Torvalds Wants Attackers To Join Linux Before They Turn To the "Dark Side" (eweek.com)
darthcamaro writes: People attack Linux everyday and Linus Torvalds is impressed by many of them. Speaking at the Open Source Summit in LA, Torvalds said he wants to seek out those that would attack Linux and get them to help improve Linux, before they turn to the 'dark side.' "There are smart people doing bad things, I wish they were on our side and they could help us," Torvalds said. "Where I want us to go, is to get as many smart people as we can before they turn to the dark side. We would improve security that way and get those that are interested in security to come to us, before they attack us," he added.
First off, you're using the word "Linux" as though that were an operating system. Linux is not now and never was an OS, it was and remains an OS kernel. You can't run the software you use as examples if all you have is the Linux kernel. Secondly, democracy is messy. People start projects which other people don't like. But we're all free to start our own projects and include the free software we like. Nobody "forc[ed] systemd into Debian". Debian GNU/Linux decided to include systemd, and for a community that is still going strong you'd never know that Debian had been "tor[n] apart" as you claim.
Contrary to your way of putting it, the initial work behind GNOME was quite practical and, coming from the GNU Project, started in making free software more practical. GNOME was started because the K Desktop Environment (KDE) had nonfree dependencies, notably Qt which used a nonfree license until around mid-1999. Thus KDE was unsuitable for the GNU Project which aims to provide an OS which respects a user's software freedom (to run, share, modify, and distribute). A second project aiming to do roughly the same job as Qt was also started by the GNU Project (a Qt API-compatible project called "Harmony"). Qt ended up being relicensed as free software and GNOME ended up being useful. So we have both KDE and GNOME today. Thus a pragmatic pursuit of software freedom, which you apparently eschew, was quite effective at delivering a modern GUI look-and-feel for users who want that (which, I'm guessing, would be most computer users).

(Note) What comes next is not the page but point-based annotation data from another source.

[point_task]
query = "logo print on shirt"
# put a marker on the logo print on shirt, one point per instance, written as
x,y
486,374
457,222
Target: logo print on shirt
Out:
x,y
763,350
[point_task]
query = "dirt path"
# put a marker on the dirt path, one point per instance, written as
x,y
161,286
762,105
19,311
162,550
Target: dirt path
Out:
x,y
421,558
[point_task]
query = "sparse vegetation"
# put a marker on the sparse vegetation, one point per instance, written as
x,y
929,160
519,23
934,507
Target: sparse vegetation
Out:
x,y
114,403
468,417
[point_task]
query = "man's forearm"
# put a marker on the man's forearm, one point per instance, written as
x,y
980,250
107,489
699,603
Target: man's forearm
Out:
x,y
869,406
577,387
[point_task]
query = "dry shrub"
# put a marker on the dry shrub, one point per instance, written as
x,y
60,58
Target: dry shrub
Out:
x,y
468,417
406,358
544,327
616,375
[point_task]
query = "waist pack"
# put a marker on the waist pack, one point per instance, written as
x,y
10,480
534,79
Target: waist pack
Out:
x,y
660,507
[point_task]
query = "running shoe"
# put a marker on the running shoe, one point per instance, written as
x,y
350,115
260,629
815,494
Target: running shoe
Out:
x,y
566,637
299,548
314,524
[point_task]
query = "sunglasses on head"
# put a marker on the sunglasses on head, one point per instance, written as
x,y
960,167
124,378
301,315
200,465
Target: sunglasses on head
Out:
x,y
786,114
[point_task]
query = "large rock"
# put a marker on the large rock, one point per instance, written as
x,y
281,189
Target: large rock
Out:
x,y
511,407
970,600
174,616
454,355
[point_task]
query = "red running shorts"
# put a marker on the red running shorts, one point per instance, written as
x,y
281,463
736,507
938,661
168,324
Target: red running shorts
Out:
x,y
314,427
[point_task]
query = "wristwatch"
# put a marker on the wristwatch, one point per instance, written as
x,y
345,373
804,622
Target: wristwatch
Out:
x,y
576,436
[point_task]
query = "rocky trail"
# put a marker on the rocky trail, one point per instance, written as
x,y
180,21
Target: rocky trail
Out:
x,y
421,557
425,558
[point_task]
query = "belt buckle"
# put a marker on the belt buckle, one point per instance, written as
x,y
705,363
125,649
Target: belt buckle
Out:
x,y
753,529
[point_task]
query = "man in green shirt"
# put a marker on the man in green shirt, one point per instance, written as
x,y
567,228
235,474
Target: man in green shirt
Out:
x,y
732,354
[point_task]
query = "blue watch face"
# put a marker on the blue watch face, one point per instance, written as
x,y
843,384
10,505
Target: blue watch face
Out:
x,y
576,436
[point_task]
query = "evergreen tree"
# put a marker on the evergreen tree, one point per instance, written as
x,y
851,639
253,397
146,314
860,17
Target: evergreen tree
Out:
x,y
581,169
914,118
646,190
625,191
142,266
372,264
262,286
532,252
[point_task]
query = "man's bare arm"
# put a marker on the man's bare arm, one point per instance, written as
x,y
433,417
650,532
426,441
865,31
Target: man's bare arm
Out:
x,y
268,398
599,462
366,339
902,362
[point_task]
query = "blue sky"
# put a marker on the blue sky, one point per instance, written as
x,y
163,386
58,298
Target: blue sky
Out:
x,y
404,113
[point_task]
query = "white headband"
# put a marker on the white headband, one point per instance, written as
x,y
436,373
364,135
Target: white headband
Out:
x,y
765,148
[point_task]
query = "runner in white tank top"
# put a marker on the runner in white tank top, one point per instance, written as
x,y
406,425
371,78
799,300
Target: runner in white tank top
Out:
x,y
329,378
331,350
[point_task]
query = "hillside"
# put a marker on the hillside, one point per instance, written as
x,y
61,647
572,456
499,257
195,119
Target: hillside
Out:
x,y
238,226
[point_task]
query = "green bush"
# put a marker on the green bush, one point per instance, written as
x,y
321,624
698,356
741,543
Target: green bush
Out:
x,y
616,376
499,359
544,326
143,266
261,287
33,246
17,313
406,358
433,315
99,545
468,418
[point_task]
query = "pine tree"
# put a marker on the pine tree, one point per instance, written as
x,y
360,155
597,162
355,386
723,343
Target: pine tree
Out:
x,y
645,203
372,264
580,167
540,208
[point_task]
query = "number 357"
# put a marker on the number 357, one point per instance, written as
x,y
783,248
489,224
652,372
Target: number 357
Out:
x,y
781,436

"Splintering the community" is a natural outcome of software freedom just as people use their freedom of speech to express different and sometimes conflicting views. People try to work together to meet their needs but sometimes that just isn't possible. This kind of thing happens in science all the time; people with different ideas on how something works set out to investigate their hypotheses in parallel and sometimes we end up with multiple divergent theories and, over time, some convergence. When it comes to software development we should celebrate, not minimize or disdain the software freedom to express ourselves in such a way.